Consider a general, $n$ th order polynomial,

\[ y(x) = a_n x^n + a_{n-1} x^{n-1} \dots a_2 x^2 + a_1 x +a_0\]

since

\[y(x_i) = a_n x_i^n + a_{n-1} x_i^{n-1} \dots a_2 x_i^2 + a_1 x_i +a_0 = y_i\]

we can write out in matrix form,

\[\begin{split} \begin{bmatrix} 1 & x_1 & x_1^2 & \cdots & x_1^m \\ 1 & x_2 & x_2^2 & \cdots & x_2^m \\ \vdots & \vdots & \vdots & \ddots & \vdots \\ 1 & x_n & x_n^2 & \cdots & x_n^m \end{bmatrix} \begin{bmatrix} a_0 \\ a_1 \\ a_2 \\ \vdots \\ a_m \end{bmatrix} = \begin{bmatrix} y_1 \\ y_2 \\ y_3 \\ \vdots \\ y_n \end{bmatrix} \end{split}\]

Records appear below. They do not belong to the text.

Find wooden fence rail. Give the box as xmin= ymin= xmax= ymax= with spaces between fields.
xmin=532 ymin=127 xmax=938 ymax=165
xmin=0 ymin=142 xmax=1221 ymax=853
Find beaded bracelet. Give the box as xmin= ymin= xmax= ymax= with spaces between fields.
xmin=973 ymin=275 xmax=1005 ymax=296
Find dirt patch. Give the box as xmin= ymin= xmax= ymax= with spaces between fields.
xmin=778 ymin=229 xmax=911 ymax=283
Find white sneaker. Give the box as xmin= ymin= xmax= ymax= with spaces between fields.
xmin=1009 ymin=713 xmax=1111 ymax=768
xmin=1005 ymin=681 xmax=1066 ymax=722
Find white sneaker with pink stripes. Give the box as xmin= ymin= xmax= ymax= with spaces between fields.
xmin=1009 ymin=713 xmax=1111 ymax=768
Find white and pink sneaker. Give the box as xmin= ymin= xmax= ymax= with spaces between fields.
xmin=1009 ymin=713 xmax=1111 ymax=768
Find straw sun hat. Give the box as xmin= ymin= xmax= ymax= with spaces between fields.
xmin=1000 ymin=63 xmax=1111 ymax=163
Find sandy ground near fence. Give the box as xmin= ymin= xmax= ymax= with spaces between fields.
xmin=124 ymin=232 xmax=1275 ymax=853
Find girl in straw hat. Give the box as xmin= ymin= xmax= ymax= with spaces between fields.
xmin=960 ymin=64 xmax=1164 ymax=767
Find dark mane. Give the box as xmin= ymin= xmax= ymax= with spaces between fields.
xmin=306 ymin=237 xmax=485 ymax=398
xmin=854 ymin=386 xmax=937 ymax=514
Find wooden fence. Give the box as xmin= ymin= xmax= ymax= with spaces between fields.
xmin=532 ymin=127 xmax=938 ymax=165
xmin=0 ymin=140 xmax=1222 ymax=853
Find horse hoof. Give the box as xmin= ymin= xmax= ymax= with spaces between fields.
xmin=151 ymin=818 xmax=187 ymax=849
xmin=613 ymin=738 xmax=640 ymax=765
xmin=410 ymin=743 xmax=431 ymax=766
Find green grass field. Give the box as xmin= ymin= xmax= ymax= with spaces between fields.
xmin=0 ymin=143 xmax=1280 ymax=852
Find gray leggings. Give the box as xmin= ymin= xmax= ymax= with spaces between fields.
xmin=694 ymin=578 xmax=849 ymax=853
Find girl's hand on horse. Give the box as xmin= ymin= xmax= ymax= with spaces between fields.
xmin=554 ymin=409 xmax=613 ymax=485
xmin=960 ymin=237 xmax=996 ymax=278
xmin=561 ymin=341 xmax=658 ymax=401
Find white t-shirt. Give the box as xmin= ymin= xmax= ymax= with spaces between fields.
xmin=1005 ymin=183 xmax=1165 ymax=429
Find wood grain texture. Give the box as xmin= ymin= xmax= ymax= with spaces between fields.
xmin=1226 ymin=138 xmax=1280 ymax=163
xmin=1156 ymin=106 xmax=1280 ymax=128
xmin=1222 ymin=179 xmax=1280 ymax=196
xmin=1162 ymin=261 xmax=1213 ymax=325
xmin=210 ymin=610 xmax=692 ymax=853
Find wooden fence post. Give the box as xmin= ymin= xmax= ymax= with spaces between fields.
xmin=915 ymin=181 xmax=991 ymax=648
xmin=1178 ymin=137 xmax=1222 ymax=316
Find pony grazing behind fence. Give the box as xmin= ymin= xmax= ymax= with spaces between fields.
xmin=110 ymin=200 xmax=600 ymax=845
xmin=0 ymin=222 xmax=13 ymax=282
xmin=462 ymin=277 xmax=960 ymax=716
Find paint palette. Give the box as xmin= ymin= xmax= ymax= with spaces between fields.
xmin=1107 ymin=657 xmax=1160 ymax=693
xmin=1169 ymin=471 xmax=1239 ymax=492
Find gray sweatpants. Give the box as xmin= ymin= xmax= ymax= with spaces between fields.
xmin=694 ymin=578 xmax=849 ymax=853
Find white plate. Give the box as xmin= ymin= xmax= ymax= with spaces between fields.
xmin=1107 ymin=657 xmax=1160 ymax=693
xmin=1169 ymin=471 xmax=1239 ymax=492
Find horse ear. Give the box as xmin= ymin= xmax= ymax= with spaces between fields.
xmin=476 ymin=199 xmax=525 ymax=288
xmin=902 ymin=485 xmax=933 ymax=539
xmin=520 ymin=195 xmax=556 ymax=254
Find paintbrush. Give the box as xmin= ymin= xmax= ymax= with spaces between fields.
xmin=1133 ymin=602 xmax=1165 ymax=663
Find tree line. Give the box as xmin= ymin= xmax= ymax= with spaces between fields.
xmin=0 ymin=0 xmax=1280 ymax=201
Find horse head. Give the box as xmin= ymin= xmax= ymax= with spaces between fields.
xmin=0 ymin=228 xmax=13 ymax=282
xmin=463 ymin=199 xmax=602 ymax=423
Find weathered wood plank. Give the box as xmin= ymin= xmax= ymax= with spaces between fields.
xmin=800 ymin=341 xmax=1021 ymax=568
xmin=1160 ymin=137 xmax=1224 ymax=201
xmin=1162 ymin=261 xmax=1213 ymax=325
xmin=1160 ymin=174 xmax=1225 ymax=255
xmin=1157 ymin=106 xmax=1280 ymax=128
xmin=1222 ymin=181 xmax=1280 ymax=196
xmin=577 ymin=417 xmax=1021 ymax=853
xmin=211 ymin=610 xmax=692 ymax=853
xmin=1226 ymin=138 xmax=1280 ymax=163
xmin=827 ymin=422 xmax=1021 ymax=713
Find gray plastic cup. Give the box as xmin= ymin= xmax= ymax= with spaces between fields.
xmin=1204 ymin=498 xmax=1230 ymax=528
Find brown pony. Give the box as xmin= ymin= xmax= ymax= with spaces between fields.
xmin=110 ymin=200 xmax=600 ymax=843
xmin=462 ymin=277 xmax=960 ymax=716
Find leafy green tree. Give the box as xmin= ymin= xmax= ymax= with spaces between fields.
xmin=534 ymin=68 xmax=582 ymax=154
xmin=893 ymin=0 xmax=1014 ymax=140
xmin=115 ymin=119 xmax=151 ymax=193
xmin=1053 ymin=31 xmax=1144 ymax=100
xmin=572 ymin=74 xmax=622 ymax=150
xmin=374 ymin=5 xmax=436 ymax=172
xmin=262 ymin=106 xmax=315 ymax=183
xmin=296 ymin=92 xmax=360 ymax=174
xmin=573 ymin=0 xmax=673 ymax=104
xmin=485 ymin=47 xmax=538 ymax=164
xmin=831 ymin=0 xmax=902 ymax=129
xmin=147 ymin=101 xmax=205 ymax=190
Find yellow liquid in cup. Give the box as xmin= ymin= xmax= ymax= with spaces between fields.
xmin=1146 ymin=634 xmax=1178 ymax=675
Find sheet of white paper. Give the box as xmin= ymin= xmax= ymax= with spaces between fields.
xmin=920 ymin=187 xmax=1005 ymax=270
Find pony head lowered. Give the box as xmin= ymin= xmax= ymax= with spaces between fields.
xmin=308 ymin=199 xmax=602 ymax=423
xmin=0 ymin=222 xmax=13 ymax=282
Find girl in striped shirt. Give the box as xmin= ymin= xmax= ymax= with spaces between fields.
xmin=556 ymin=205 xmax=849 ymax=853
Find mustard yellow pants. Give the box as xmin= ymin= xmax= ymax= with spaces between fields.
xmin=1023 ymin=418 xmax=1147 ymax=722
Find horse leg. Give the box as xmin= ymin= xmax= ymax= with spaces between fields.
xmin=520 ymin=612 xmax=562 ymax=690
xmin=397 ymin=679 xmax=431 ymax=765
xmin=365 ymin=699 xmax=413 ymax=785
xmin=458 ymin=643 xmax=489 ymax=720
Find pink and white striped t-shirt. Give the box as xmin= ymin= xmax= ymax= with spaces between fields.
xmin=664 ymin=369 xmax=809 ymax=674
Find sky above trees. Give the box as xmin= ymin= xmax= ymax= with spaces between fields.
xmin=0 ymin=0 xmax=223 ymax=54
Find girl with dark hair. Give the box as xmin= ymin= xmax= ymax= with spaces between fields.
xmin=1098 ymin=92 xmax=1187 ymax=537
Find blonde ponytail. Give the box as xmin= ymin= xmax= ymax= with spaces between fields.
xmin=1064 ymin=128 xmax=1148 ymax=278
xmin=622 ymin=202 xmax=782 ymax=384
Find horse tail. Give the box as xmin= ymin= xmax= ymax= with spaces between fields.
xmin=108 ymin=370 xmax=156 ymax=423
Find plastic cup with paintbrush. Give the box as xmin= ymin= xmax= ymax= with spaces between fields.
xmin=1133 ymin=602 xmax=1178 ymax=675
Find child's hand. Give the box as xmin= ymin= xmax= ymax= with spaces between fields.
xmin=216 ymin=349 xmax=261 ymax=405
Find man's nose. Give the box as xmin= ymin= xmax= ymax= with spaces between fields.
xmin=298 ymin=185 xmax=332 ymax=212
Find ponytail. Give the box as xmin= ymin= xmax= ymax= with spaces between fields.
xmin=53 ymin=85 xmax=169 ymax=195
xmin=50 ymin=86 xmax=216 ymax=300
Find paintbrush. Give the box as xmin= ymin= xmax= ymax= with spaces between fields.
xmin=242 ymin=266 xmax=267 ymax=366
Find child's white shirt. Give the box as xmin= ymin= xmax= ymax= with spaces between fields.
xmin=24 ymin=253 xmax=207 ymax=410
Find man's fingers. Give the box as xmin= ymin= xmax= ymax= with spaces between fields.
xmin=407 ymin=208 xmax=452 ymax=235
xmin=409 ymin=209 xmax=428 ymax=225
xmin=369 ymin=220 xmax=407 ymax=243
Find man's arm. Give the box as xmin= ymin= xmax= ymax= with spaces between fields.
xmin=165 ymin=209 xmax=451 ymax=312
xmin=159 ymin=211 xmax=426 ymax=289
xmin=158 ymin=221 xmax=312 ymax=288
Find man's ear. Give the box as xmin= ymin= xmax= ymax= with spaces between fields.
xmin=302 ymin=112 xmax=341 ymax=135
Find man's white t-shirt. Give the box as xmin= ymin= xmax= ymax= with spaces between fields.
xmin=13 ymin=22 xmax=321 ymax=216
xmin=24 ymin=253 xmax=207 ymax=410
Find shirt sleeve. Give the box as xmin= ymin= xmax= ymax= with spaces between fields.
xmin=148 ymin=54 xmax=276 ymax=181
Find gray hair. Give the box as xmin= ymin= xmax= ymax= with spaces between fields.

where the matrix of coefficients is called a Vandermonde matrix. This system can be solved for $a_i$ with a dense linear solver. The issue with this method is that the system is notoriously ill-conditioned and roundoff error accumulates rapidly for large $n$.

Example: Interpolate our toy problem#

Let us know examine our toy problem. Since all the polynomial interpolation functions generate the same unique polynomial, any will suffice:

import matplotlib.pyplot as plt
import numpy as np

# Define the function
def f(x):
  return np.exp(-(x/2)**2)

# Create x values for plotting
x_toy = np.linspace(-6, 6, 100)
y_toy = f(x_toy)

# Sample 11 random points in the range -5 to 6
x_d = np.arange(-5, 6, 1)
y_d = f(x_d)

# Interpolate using numpy Legendre
from numpy.polynomial import legendre
coefficients = legendre.legfit(x_d, y_d, len(x_d) - 1)
legendre_polynomial = legendre.Legendre(coefficients)

# Create x values for plotting the interpolated polynomial
x_interp = np.linspace(-5.5, 5.5, 200)
y_interp = legendre_polynomial(x_interp)

# Plot the original curve, sampled points, and interpolated polynomial
plt.plot(x_toy, y_toy, label='exp(-(x/2)^2)')
plt.scatter(x_d, y_d, color='red', label='Sampled points')
plt.plot(x_interp, y_interp, label='Legendre Interpolation')
plt.xlabel('x')
plt.ylabel('y')
plt.legend()
plt.title('Function, Sampled Points, and Legendre Interpolation')
plt.grid(True)
plt.show()

../../../_images/d4c5c07bc9bdd167b58883e8b592e62d02bf36ef7a80dc6291844b07c632edd1.png

YIKES!

This is an example of Runge’s phenomenon: That even for a seeminlgly ideal case of equally spaced samples, higher order polynomials can show huge oscillations between samples!